AAC encoding using AudioConverter and writing to AVAssetWriter

Question

I'm struggling to encode audio buffers received from AVCaptureSession using AudioConverter and then appending them to an AVAssetWriter.

I'm not getting any errors (including OSStatus responses), and the CMSampleBuffers generated seem to have valid data, however the resulting file simply does not have any playable audio. When writing together with video, the video frames stop getting appended a couple of frames in (appendSampleBuffer() returns false, but with no AVAssetWriter.error), probably because the asset writer is waiting for the audio to catch up. I suspect it's related to the way I'm setting up the priming for AAC.

The app uses RxSwift, but I've removed the RxSwift parts so that it's easier to understand for a wider audience.

Please check out comments in the code below for more... comments

Given a settings struct:

import Foundation
import AVFoundation
import CleanroomLogger

public struct AVSettings {

let orientation: AVCaptureVideoOrientation = .Portrait
let sessionPreset                          = AVCaptureSessionPreset1280x720
let videoBitrate: Int                      = 2_000_000
let videoExpectedFrameRate: Int            = 30
let videoMaxKeyFrameInterval: Int          = 60

let audioBitrate: Int                      = 32 * 1024

/// Settings that are `0` means variable rate.
/// The `mSampleRate` and `mChennelsPerFrame` is overwritten at run-time
/// to values based on the input stream.
let audioOutputABSD = AudioStreamBasicDescription(
                            mSampleRate: AVAudioSession.sharedInstance().sampleRate,
                            mFormatID: kAudioFormatMPEG4AAC,
                            mFormatFlags: UInt32(MPEG4ObjectID.AAC_Main.rawValue),
                            mBytesPerPacket: 0,
                            mFramesPerPacket: 1024,
                            mBytesPerFrame: 0,
                            mChannelsPerFrame: 1,
                            mBitsPerChannel: 0,
                            mReserved: 0)

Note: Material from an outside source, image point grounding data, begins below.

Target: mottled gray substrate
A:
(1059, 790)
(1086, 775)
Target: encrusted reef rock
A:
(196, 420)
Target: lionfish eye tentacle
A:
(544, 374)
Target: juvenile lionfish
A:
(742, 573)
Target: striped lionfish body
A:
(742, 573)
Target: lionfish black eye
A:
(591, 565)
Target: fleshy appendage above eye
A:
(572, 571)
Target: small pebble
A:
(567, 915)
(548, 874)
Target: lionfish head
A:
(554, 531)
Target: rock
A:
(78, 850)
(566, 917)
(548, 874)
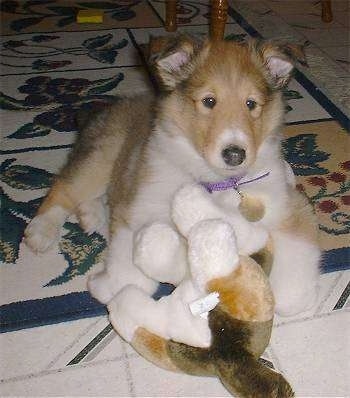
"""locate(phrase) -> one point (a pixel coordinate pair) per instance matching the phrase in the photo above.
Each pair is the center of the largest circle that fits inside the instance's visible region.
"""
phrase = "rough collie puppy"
(219, 116)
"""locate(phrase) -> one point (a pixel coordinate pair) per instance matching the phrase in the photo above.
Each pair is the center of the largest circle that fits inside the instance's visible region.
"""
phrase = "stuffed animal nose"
(233, 155)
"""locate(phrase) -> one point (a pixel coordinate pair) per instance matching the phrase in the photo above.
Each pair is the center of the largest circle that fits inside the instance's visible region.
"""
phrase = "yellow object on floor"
(90, 16)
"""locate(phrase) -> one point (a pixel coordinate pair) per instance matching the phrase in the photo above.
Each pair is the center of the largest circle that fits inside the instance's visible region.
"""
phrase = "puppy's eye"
(209, 102)
(251, 104)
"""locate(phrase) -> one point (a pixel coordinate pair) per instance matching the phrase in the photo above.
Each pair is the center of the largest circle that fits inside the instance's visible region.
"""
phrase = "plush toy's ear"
(277, 59)
(172, 57)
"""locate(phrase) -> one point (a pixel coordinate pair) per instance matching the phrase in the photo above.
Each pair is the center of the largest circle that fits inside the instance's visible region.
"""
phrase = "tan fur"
(245, 294)
(216, 78)
(102, 150)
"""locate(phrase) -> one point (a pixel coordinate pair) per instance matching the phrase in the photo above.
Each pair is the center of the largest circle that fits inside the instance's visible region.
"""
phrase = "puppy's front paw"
(99, 285)
(296, 302)
(123, 310)
(191, 205)
(41, 233)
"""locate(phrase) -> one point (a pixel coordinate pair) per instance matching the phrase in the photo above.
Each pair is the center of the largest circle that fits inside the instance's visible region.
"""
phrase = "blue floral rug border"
(73, 306)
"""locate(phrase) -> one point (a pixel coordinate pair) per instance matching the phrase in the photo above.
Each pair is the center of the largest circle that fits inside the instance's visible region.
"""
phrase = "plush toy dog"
(218, 321)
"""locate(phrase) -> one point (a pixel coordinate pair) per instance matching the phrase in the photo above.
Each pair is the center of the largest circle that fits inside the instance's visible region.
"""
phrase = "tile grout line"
(310, 318)
(343, 298)
(63, 369)
(329, 292)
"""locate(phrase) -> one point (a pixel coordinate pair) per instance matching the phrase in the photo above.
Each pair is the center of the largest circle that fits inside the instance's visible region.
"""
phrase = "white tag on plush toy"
(202, 306)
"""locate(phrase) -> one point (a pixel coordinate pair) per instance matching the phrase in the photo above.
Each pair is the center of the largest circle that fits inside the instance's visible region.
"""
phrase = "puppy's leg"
(119, 269)
(92, 214)
(161, 253)
(63, 199)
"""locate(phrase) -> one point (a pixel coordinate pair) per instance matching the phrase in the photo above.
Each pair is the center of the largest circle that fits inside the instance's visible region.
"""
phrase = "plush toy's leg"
(193, 204)
(295, 273)
(119, 270)
(212, 251)
(170, 317)
(161, 253)
(92, 214)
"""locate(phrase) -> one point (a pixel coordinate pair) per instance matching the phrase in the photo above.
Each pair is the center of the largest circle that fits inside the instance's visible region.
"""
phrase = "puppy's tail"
(249, 378)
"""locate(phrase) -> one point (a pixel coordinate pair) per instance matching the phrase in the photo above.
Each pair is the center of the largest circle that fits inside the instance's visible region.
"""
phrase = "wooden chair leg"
(218, 18)
(327, 15)
(170, 15)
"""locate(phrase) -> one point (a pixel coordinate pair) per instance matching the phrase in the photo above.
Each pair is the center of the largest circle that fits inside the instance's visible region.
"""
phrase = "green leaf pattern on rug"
(302, 154)
(81, 251)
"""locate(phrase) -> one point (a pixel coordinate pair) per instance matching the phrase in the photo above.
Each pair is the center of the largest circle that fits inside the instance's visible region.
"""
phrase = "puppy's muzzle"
(233, 155)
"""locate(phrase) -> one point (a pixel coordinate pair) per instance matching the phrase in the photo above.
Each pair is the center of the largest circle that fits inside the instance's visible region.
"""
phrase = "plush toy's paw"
(212, 251)
(92, 215)
(192, 204)
(255, 239)
(160, 253)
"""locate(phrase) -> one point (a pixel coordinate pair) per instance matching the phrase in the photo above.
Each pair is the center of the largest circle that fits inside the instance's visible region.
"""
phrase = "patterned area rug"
(51, 67)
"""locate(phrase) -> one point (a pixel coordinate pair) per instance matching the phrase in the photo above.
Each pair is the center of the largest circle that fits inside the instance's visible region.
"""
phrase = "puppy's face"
(226, 99)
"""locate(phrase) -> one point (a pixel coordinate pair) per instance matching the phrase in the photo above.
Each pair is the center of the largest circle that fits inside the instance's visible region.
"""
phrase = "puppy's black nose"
(233, 155)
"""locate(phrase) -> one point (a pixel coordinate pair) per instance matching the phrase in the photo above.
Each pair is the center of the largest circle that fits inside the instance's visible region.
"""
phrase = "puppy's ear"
(172, 58)
(278, 59)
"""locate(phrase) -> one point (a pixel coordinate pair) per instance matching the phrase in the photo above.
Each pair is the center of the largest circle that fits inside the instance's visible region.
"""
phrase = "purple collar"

let audioEncoderClassDescriptions = [
    AudioClassDescription(
        mType: kAudioEncoderComponentType,
        mSubType: kAudioFormatMPEG4AAC,
        mManufacturer: kAppleSoftwareAudioCodecManufacturer) ]

}

Some helper functions:

public func getVideoDimensions(fromSettings settings: AVSettings) -> (Int, Int) {
  switch (settings.sessionPreset, settings.orientation)  {
  case (AVCaptureSessionPreset1920x1080, .Portrait): return (1080, 1920)
  case (AVCaptureSessionPreset1280x720, .Portrait): return (720, 1280)
  default: fatalError("Unsupported session preset and orientation")
  }
}

public func createAudioFormatDescription(fromSettings settings: AVSettings) -> CMAudioFormatDescription {
  var result = noErr
  var absd = settings.audioOutputABSD
  var description: CMAudioFormatDescription?
  withUnsafePointer(&absd) { absdPtr in
      result = CMAudioFormatDescriptionCreate(nil,
                                              absdPtr,
                                              0, nil,
                                              0, nil,
                                              nil,
                                              &description)
  }

  if result != noErr {
      Log.error?.message("Could not create audio format description")
  }

  return description!
}

public func createVideoFormatDescription(fromSettings settings: AVSettings) -> CMVideoFormatDescription {
  var result = noErr
  var description: CMVideoFormatDescription?
  let (width, height) = getVideoDimensions(fromSettings: settings)
  result = CMVideoFormatDescriptionCreate(nil,
                                          kCMVideoCodecType_H264,
                                          Int32(width),
                                          Int32(height),
                                          [:],
                                          &description)

  if result != noErr {
      Log.error?.message("Could not create video format description")
  }

  return description!
}

This is how the asset writer is initialized:

guard let audioDevice = defaultAudioDevice() else
{ throw RecordError.MissingDeviceFeature("Microphone") }

guard let videoDevice = defaultVideoDevice(.Back) else
{ throw RecordError.MissingDeviceFeature("Camera") }

let videoInput      = try AVCaptureDeviceInput(device: videoDevice)
let audioInput      = try AVCaptureDeviceInput(device: audioDevice)
let videoFormatHint = createVideoFormatDescription(fromSettings: settings)
let audioFormatHint = createAudioFormatDescription(fromSettings: settings)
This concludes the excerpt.